Methodology - Software Defined Corporation

MFid Methodology v2.2.0 · 2026-06-18

One canonical formula. Two reporting forms. Published rubrics for every dimension.

For a worked example of the formula applied end-to-end on a published vendor SLA, see the MFid walkthrough.

Why this page exists

A firm whose entire product is auditing other people’s claims cannot ship a metric in two formulas, two evidence-tier names, and an undocumented Intentionality rubric. This page is the canonical reference. Every other page on the site is required to match it. If a page contradicts this one, this one wins and the other page is a finding against ourselves.

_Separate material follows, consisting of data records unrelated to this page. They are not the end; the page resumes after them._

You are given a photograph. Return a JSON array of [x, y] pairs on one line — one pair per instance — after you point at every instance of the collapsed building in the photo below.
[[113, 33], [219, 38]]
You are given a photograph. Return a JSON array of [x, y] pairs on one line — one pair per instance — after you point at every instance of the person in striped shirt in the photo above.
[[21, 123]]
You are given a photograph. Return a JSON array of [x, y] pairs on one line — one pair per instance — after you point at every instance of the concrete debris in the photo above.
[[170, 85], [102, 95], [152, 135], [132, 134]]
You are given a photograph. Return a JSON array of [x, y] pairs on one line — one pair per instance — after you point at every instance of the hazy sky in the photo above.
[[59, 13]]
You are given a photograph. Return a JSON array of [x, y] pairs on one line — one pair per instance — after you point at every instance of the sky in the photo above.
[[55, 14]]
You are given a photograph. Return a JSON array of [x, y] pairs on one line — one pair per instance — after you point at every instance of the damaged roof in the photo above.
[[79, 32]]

This is the firewall recommended in the 2026-05-26 thesis review (§4.1, §4.2, §4.5). It exists because the review was right.

The canonical formula

MFid_aggregate = (D × E × O × I)^1/4

D, E, O, I ∈ [0,1]. Geometric mean of four normalized dimension scores.

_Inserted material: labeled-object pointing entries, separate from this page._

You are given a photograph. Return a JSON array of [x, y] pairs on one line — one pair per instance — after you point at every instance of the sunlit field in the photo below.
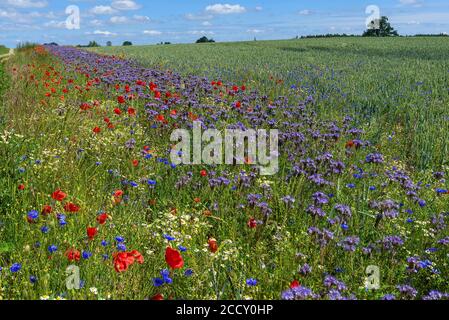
[[88, 180]]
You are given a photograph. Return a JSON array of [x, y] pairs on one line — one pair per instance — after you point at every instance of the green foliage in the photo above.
[[204, 39], [380, 28]]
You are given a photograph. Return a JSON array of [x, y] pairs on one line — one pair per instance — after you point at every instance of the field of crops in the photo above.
[[88, 180]]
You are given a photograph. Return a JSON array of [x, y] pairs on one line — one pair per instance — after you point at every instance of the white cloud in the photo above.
[[254, 31], [96, 23], [201, 32], [27, 3], [191, 16], [118, 20], [102, 33], [413, 3], [225, 8], [305, 12], [103, 10], [55, 24], [125, 5], [152, 32], [141, 18]]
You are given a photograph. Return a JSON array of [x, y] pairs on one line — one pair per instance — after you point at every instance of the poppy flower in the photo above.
[[122, 261], [73, 255], [91, 232], [121, 99], [131, 111], [58, 195], [101, 219], [138, 256], [157, 297], [213, 246], [252, 223], [294, 284], [173, 258], [71, 207], [46, 209]]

Why a geometric mean and not an arithmetic mean. A geometric mean is dominated by the smallest factor. A single weak dimension caps the composite — an MFid of 0.5 on any one dimension limits the aggregate to roughly 0.84 even if the other three are perfect. That is the policy we want. An arithmetic mean would let a perfect Observability score paper over a broken Determinism score. We treat fidelity gaps as non-substitutable: you cannot fix a lie about latency by being more transparent about it.

Why these four dimensions and not three or five. D, E, O, I are the smallest set that survives every domain we have scored. Determinism, Efficiency, and Observability are the engineering core. Intentionality is the dimension that distinguishes a fast wrong answer from a fast right one — the one most measurement frameworks omit and the one most needed in autonomous-systems era.

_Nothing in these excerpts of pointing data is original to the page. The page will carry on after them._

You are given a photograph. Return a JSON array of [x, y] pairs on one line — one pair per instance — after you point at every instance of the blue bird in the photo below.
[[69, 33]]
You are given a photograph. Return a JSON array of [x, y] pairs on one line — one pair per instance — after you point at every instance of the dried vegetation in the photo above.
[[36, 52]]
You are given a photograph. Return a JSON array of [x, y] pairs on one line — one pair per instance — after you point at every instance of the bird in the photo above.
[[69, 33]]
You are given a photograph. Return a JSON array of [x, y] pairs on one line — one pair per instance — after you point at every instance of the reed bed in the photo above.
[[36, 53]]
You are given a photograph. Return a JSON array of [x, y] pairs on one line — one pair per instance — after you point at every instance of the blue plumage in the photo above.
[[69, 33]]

Two reporting forms — and how they relate

Past versions of this site published two formulas without saying so. That was a finding. The reconciliation:

Form 1 — Aggregate MFid (the canonical number)

MFid_aggregate = (D × E × O × I)^1/4. One number per system, vendor, process, or stack. This is the number that goes on the board deck. It is always a geometric mean of four [0,1] dimension scores. Weights are fixed at 1/4 each. There are no per-engagement weight choices.

Form 2 — Domain-projected fidelity (MFid_app, MFid_net, …)

When a system exposes domain-specific service-level indicators (latency, throughput, reliability for an app; bandwidth, jitter, loss for a network), we compute a domain projection:

MFid_app = w_L·L + w_T·T + w_R·R

where L, T, R ∈ [0,1] are fidelity scores per SLI (claimed/observed clipped to 1.0) and weights w sum to 1. Weights are not chosen per case. They are derived from the system’s own published SLO portfolio — if the operator weights latency at 50% of their SLO budget, we use 0.5. If no SLO portfolio exists, we use the default Tier-1 weighting (0.5 / 0.3 / 0.2 in order of business impact: response time, throughput, reliability) and publish the choice in the finding.

A domain projection is not the aggregate MFid. It is one input into one of the four dimensions. Roll-up:

Determinism (D) ← tail dispersion of each L/T/R signal (p99/p50 ratio inverted and clipped).
Efficiency (E) ← resource-bounded form of L and T (claimed cost-per-unit ÷ observed cost-per-unit).
Observability (O) ← coverage of L/T/R signals: fraction of customer journeys for which a measurement exists.
Intentionality (I) ← scored separately; see rubric below.

Every published MFid_app in our case studies is annotated with both forms going forward: the projection that motivated the finding, and the aggregate it rolled into.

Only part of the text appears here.